Ein Aufsatz wie dieser sollte eine Erzählung haben. Woher kommt meine Angst? Es ist bekannt, dass es überbestimmt ist. Erstens meine Eltern: Sie haben schlechte Gene weitergegeben, und dann hätten sie mich vielleicht nicht richtig erzogen. Um weiter zu gehen, müsste ich darüber diskutieren, wie sie möglicherweise nicht richtig erzogen wurden, und dann darüber, wie sie mich möglicherweise nicht richtig erzogen haben. Obwohl ich, wie jeder andere, eine Liste davon in der Notizen-App auf meinem Telefon habe und sie alle paar Tage aktualisiere, wenn eine neue Ungerechtigkeit gegen meine frühere Unschuld ans Licht kommt, zögere ich, diesen Weg einzuschlagen, der sich auf mich verengt ein Tunnel, der schließlich stockfinster ist. Der Traum vom Packen, der Wunsch, meiner bescheidenen Herkunft zu entfliehen; die Sonnenbrandneurose, aus den Warnungen meiner Mutter. Ich bin so, wie ich bin, weil mein Vater dies getan hat oder meine Mutter jenes nicht getan hat. Keine sehr zufriedenstellende Schlussfolgerung.

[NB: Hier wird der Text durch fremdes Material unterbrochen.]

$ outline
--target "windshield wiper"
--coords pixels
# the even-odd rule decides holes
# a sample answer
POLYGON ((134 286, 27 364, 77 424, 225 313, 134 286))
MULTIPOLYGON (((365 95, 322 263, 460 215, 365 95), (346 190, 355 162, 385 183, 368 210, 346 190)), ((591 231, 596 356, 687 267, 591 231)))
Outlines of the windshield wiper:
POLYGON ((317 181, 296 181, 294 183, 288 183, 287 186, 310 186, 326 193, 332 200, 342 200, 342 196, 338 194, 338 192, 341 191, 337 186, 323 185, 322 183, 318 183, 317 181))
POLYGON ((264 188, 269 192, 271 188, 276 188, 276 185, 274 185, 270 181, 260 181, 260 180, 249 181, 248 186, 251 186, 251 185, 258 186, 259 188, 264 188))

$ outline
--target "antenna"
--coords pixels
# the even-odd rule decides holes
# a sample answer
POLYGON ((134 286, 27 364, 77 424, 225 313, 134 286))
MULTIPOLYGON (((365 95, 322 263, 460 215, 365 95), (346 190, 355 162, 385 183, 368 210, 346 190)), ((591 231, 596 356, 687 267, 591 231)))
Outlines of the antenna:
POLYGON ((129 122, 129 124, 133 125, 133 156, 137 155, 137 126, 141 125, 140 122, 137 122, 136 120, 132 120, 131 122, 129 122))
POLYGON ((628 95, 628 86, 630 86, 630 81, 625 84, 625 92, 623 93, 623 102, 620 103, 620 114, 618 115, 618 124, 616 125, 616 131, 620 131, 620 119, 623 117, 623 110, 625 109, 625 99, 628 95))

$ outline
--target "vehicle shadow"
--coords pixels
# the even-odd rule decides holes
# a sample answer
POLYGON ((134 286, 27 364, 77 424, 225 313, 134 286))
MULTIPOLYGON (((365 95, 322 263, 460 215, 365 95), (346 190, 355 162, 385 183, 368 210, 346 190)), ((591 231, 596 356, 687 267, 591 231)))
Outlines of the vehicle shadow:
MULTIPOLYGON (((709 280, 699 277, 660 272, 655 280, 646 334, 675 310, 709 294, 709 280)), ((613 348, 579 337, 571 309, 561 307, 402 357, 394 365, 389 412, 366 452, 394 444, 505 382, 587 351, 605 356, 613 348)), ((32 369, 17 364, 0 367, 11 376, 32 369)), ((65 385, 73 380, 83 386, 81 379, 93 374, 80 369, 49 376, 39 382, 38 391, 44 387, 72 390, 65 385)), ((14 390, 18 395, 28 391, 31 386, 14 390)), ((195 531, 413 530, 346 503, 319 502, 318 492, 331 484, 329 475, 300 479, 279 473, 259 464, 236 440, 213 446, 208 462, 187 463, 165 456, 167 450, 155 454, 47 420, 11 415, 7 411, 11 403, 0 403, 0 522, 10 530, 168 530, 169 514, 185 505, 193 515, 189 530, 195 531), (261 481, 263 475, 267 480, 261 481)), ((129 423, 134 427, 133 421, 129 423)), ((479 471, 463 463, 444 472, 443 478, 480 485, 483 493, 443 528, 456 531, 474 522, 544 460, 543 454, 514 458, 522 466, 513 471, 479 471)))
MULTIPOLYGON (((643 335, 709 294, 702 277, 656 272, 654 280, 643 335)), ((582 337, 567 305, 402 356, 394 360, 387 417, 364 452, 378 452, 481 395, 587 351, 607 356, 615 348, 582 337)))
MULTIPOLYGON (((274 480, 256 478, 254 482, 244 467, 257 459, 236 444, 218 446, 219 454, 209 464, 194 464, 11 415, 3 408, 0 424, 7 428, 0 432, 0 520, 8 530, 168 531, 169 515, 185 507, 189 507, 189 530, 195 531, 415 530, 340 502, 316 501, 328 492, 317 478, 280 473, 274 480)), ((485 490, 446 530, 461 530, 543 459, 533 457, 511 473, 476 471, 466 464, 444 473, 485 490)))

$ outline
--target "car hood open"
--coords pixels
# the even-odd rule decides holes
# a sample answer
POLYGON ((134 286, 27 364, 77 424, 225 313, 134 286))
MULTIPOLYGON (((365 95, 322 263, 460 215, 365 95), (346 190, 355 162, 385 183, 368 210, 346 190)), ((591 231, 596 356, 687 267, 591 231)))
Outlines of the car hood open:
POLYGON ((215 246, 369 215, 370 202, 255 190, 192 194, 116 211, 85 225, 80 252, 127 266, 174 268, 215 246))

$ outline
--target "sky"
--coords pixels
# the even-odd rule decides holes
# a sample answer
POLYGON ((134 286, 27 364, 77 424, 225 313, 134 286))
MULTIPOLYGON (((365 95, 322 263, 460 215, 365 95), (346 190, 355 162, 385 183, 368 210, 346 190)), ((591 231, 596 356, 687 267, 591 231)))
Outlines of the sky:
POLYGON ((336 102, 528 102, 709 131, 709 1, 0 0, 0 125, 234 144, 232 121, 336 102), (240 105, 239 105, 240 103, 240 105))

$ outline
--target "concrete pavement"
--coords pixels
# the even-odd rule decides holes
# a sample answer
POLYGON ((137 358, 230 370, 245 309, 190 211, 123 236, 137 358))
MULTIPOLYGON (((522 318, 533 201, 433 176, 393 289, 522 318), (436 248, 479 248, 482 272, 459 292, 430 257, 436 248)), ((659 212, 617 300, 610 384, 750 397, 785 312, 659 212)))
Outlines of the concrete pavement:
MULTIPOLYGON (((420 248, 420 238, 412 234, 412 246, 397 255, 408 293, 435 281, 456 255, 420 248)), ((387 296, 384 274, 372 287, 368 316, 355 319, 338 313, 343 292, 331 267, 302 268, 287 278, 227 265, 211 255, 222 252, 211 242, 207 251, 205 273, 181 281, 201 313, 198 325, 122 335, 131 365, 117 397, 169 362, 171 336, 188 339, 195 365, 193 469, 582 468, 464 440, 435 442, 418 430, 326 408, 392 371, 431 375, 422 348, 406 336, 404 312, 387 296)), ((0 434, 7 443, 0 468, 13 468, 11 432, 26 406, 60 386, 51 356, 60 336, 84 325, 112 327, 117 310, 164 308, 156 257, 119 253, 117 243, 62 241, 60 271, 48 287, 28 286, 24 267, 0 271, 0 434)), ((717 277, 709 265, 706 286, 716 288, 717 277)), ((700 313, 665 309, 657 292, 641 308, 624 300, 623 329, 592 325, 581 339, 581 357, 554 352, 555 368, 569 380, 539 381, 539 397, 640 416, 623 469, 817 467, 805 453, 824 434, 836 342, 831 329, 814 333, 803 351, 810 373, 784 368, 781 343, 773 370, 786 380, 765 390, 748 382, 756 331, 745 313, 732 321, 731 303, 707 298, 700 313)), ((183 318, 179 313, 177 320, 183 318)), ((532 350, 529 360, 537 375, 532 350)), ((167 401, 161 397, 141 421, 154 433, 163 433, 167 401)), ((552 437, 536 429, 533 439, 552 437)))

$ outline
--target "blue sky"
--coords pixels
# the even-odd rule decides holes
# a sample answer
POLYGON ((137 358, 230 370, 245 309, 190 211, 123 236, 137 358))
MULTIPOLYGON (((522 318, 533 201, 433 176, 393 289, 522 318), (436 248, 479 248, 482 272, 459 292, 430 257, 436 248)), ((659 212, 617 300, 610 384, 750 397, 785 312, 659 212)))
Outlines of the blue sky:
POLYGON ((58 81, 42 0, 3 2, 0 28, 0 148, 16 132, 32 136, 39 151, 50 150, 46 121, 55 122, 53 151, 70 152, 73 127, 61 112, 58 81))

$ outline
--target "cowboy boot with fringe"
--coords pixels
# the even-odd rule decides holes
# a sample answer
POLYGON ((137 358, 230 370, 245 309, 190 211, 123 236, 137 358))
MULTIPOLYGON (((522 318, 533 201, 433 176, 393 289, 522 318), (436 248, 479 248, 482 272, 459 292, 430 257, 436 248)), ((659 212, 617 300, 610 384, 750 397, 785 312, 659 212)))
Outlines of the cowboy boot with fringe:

Was ist mit der Gesellschaft? Das ist Was ist beschissen. Anfang der 2000er Jahre gründete eine Gruppe von Akademikern in Chicago ein Kollektiv namens Feel Tank – eine Alternative zum Think Tank, obwohl sie sich natürlich auch gegen „die oberflächliche Trennung von Denken und Fühlen“ aussprach. Ihrem Manifest zufolge versuchten sie, „das Wirtschafts- und Nervensystem des heutigen Lebens zu verstehen“, indem sie sich „an der Möglichkeit interessierten, dass ‚schlechte Gefühle‘ wie Hoffnungslosigkeit, Apathie, Angst, Furcht, Taubheit, Verzweiflung und Ambivalenz entstehen und entstehen können.“ als Formen des Widerstands konstituiert.“ Einer ihrer frühen Slogans war „Deprimiert? . . . Es könnte politisch sein.“

Hier bricht das Konzept der Normalität wirklich zusammen: Was normal ist – finanzielle Prekarität, Unfähigkeit, für die Zukunft zu planen, Krieg – ist überhaupt nicht gut. Feel Tank Chicago wurde im Rahmen der „affektiven Wende“ in den akademischen Geisteswissenschaften gegründet, die in den neunziger Jahren begann; Dieser Ansatz, Emotionen als durch Machtstrukturen geformt zu verstehen, hat enormen Einfluss erlangt, obwohl er nicht neu ist. Zum Beispiel: Das von William James Ende des 19. Jahrhunderts populär gemachte Konzept der Americanitis beschrieb laut einer Ausgabe von 1898 „das aufgeregte, nervöse, aktive Temperament des amerikanischen Volkes“. Zeitschrift der American Medical Association. Die Ursachen – Fortschritte in der Technologie und der damit einhergehende Druck des Kapitalismus – waren weitgehend dieselben wie heute. Wo auch immer das Zeitgenössische auftritt, werden Ängste und Depressionen als natürliche Reaktionen darauf angesehen, und in den sozialen Medien sind die Darstellungen tiefgreifender mentaler Zwietracht als Reaktion auf die Nachrichten jedem bekannt.